La
confianza es condición imprescindible para la convivencia, tanto
como el aire que se respira. Los pueblos se dejan gobernar en paz
cuando se fían de sus políticos. La democracia se basa en el
crédito que los electores otorgan a los candidatos a través del
voto. Cuando no se acierta a reconocer quién merece que se le confíe
el gobierno de la cosa pública (res pública) se llega a una
situación crítica de confusión y desencanto. Esto que es malo para
la mayoría, es terreno ideal para que los mangantes hagan su agosto,
y así se está viendo. A mí me da la impresión de que el principal
problema de España en estos momentos es que grandes cohortes de
población no confían en las personas que las gobiernan o que
pretenden gobernarlas.
Es
evidente que las sociedades suelen estar partidas en dos bloques de
opinión enfrentada; por eso los diputados se sientan, desde la
Revolución Francesa, a la izquierda o a la derecha en el hemiciclo.
Esa segmentación que traspasa las clases sociales parece asentarse
sobre funciones endocrinas más que corticales. He leído en un
periódico que hace tiempo perdió el carisma de progresista, y por
pluma de un columnista tenido por sensato que la “cuestión rusa”
depende del arrastre sentimental que todavía ejerce el largo periodo
de dictadura soviética sobre la población. Aplicando este argumento
a la “cuestión española”, que se supone pasó de autócrata a
democrática de la noche a la mañana, ciertas cosas adquieren
sentido. Ese mecanismo explicaría la querencia fascista de tantos
jóvenes afiliados a la derecha cerril que nos gobierna y su afán
por defender, por ejemplo, la legalidad del Valle de los Caídos o la
permanencia de nombres de militares, asesinos probados, en el
callejero; por no hablar de la poca sensibilidad que muestran hacia
los cadáveres de los republicanos abandonados en las cunetas.
Cuando
se pierde la confianza en algo, sea persona, animal o cosa se le
retira el trato como primera diligencia. Pero eso no es posible en
política por falta de alternativas y porque la abstención beneficia
al contrario. La mala praxis instalada en este país te pone en el
brete de tener que elegir entre lo malo y lo peor.
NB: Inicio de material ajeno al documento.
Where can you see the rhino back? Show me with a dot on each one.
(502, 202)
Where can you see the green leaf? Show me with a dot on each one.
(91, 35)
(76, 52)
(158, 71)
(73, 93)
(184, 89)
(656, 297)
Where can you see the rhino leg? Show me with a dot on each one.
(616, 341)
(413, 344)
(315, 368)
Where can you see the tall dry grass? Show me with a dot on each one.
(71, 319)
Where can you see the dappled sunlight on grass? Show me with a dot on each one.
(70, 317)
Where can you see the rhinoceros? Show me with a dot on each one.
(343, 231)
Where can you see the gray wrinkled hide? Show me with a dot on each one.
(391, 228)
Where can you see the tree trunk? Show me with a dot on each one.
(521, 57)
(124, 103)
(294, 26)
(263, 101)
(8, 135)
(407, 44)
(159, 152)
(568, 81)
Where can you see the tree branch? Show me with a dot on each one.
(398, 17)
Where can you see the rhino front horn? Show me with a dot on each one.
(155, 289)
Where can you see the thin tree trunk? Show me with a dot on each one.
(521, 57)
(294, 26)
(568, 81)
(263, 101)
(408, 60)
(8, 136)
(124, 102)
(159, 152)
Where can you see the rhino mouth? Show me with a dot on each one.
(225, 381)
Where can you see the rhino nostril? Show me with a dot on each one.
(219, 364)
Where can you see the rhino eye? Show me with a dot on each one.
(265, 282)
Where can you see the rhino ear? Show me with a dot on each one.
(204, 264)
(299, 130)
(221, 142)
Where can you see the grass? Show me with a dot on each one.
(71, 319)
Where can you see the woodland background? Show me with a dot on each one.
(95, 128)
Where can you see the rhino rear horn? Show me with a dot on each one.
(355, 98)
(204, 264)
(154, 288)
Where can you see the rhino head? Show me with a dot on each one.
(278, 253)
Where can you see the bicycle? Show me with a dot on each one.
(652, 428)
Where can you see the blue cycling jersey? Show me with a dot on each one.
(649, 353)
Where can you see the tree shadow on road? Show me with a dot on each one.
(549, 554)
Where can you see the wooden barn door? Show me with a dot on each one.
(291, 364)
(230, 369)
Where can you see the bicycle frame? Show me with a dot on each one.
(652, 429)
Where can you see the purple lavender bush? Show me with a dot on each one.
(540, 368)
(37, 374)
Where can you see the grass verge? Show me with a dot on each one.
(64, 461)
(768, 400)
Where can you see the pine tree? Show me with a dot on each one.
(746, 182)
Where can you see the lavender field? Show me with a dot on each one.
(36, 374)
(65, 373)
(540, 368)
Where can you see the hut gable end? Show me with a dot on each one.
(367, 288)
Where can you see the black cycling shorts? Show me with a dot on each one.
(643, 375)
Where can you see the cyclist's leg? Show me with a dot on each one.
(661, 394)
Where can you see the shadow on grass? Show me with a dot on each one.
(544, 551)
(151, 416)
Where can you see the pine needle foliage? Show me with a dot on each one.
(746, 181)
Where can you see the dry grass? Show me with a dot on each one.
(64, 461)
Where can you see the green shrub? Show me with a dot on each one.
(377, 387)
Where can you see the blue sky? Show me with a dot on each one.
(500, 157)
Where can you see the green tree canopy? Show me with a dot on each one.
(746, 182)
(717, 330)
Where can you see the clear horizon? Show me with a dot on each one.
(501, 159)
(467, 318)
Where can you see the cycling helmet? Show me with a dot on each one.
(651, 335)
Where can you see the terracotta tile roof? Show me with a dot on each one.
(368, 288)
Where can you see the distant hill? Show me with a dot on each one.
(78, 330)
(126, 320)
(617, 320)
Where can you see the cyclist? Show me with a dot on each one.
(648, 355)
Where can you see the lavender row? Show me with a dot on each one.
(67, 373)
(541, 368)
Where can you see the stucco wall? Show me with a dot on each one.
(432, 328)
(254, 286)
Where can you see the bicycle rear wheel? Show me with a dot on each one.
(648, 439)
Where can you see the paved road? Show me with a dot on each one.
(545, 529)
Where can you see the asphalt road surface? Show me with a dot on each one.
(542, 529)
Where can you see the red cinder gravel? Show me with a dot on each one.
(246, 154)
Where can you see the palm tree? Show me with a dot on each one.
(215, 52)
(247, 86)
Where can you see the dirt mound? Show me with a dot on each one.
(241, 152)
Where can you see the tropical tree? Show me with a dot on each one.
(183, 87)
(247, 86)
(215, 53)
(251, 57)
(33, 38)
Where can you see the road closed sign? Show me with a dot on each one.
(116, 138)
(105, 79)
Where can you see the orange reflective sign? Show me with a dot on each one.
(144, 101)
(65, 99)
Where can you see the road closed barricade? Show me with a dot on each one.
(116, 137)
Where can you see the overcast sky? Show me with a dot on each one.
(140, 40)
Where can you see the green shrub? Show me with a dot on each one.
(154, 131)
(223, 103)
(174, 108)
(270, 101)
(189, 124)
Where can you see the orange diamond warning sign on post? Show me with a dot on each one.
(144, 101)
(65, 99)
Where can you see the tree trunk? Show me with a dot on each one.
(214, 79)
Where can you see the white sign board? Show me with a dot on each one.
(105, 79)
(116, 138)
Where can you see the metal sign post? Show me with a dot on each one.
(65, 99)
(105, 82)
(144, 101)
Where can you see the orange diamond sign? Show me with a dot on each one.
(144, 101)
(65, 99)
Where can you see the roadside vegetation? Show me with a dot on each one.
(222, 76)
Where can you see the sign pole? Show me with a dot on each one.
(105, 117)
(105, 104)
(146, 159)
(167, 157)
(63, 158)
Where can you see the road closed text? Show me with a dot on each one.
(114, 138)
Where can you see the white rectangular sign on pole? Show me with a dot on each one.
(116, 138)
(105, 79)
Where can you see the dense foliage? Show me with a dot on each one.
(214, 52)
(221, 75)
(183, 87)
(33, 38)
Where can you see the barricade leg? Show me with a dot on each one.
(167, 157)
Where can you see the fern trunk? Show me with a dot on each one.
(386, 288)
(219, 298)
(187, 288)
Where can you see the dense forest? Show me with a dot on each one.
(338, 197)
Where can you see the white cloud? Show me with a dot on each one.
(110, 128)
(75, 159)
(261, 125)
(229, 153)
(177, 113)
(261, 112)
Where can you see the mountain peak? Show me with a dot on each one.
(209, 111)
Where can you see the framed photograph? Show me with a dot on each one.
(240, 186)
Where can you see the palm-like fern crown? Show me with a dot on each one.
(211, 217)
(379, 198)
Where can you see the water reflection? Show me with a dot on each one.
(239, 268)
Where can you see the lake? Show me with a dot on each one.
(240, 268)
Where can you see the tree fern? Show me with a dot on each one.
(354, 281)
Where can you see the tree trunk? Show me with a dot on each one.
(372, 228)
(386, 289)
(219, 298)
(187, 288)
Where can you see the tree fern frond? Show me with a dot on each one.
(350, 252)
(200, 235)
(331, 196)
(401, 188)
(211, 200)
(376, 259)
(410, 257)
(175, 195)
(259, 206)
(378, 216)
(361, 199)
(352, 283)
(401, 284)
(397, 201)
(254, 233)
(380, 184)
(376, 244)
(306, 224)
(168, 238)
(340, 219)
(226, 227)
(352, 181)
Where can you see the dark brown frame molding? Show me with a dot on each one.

Las encuestas
muestran que los españoles confían más en la institución
religiosa que en la gobernante, aunque practiquen menos el rezo que
el ejercicio del voto. Los católicos del PP supongo que saben que el
pecado es una infracción moral personal e intransferible y que por
muchos pecadores que se condenen no se agotarán las llamas del
infierno. Así que airear tramposos no quita responsabilidad ni exime
de culpa, sino que, más bien, es una ofensa a la justicia a la que
se le debe exigir que sentencie según el pecado y no el pecador.
Me
figuro que en sus cónclaves de tan solo hace un mes estos emergentes
valores de la derecha pujarían entre si alardeando de tener más
másteres que nadie, mientras que ahora lo hacen señalando los que
han borrado del currículum. La palabra máster o maestría puede que
tenga algo que ver con el mester, poética medieval interpretada por
juglares para entretenimiento de los nobles. Había también un
mester de clerecía ejercido por el clero que usaba la cuaderna vía
para mantener y enriquecer el culto. Mientras los intérpretes de
ahora deciden la vía por la que se escabullen, si de juglares o de
frailes, los paganos nos vemos en la tesitura de tener que elegir
entre pícaro y truhan sin confiar en ninguno. Triste dilema para
quien cumple son sus obligaciones ciudadanas.